The Evil Empire Strikes Back
Picture, if you will, Darth Vader. Big, black armour. Heavy breathing. Imagine that, tired of being right hand man to the Emperor, Darth Vader has decided to venture into scientific publishing. Imagine what his publishing house would be like.
Elsevier has a reputation as "evil" (as seen here, here, here , here, here, here, here and here, but not here or here). This is mainly due to making massive profits (total revenues for 2005 were £1.4 billion) while restricting access to scientific research. They have also been noted for an involvement in the arms trade, and the censorship of published work.
Open access has been a thorn in Elsevier's side, much as the Rebel Alliance were to the Imperials in Star Wars. Open access threatens the ability of publishers like Elsevier to maintain their hold over library budgets, which is why Elsevier has repeatedly criticised OA (several society publishers have joined in too as they perceive OA to be a threat to their society's income, drafting the Washington DC Principles).
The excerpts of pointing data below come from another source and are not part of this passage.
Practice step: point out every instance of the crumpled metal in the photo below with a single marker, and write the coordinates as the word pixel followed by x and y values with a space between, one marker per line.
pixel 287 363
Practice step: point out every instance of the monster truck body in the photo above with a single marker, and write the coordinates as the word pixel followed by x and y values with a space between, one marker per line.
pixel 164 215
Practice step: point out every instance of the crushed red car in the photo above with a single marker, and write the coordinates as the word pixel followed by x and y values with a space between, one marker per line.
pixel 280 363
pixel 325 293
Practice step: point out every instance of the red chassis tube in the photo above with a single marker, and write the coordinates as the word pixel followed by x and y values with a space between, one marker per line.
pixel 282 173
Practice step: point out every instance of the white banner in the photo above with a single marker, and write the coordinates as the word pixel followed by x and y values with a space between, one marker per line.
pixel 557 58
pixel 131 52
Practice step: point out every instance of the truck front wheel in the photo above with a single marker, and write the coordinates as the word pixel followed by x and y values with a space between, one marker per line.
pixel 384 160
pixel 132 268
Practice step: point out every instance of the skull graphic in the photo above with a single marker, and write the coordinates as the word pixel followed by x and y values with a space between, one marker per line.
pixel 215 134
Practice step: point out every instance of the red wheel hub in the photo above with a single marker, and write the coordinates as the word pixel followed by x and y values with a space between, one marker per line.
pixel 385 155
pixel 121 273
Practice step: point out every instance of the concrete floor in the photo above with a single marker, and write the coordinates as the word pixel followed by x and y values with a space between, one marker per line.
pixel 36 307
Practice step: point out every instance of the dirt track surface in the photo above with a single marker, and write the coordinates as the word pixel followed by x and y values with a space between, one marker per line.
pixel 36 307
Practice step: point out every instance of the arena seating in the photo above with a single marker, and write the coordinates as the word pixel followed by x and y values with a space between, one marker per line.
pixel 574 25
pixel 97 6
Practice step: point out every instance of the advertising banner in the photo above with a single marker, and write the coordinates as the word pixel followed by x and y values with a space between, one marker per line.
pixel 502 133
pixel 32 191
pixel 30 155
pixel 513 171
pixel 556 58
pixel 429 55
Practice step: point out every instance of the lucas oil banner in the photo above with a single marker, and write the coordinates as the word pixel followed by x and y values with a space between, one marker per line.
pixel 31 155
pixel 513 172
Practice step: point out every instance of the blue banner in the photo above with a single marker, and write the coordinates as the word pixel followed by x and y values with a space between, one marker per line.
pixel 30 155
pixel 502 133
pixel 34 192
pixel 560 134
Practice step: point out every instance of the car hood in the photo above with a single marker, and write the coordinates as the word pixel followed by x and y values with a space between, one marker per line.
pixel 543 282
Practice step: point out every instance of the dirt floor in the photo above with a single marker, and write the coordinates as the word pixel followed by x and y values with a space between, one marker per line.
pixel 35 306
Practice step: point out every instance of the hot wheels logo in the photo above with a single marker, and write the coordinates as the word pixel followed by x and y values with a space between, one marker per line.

However, Elsevier recently announced a Sponsored Article option on some of their journals. Their hand was effectively forced by CERN, doing in effect what PLoS' boycott failed to do. Elsevier refuse to call it open access, and authors do not retain copyright. They even allowed authors to post preprints, allowing self-archiving. It might have been thought that Elsevier had laid to rest their hostility to open access.
We'd have been wrong. In a brilliant piece of investigative journalism, Nature have revealed a fruitful relationship that Elsevier, Wiley and the American Chemical Society have with a PR guru, advising them on how to take on the open access movement. Not just any guru, but the same one who represented Enron and ExxonMobil. A director at Wiley is quoted as saying that "Media messaging is not the same as intellectual debate". This explains some of the outrageous spin we've seen about open access ("government censorship"; "no peer review").
The blogosphere is beginning to react. The IWR blog understates it somewhat when they say that this will "do little for the reputations of the publishers involved". Chris Leonard predicts that "they won't be able to use these arguments even if they wanted to", while Jonathan Eisen has confidently exclaimed that "Their ship is sinking and they are grabbing at the last little pieces of wood they can find".
Hopefully, this news thoroughly discredits the smears of these publishers against open access. Was this their open exhaust port?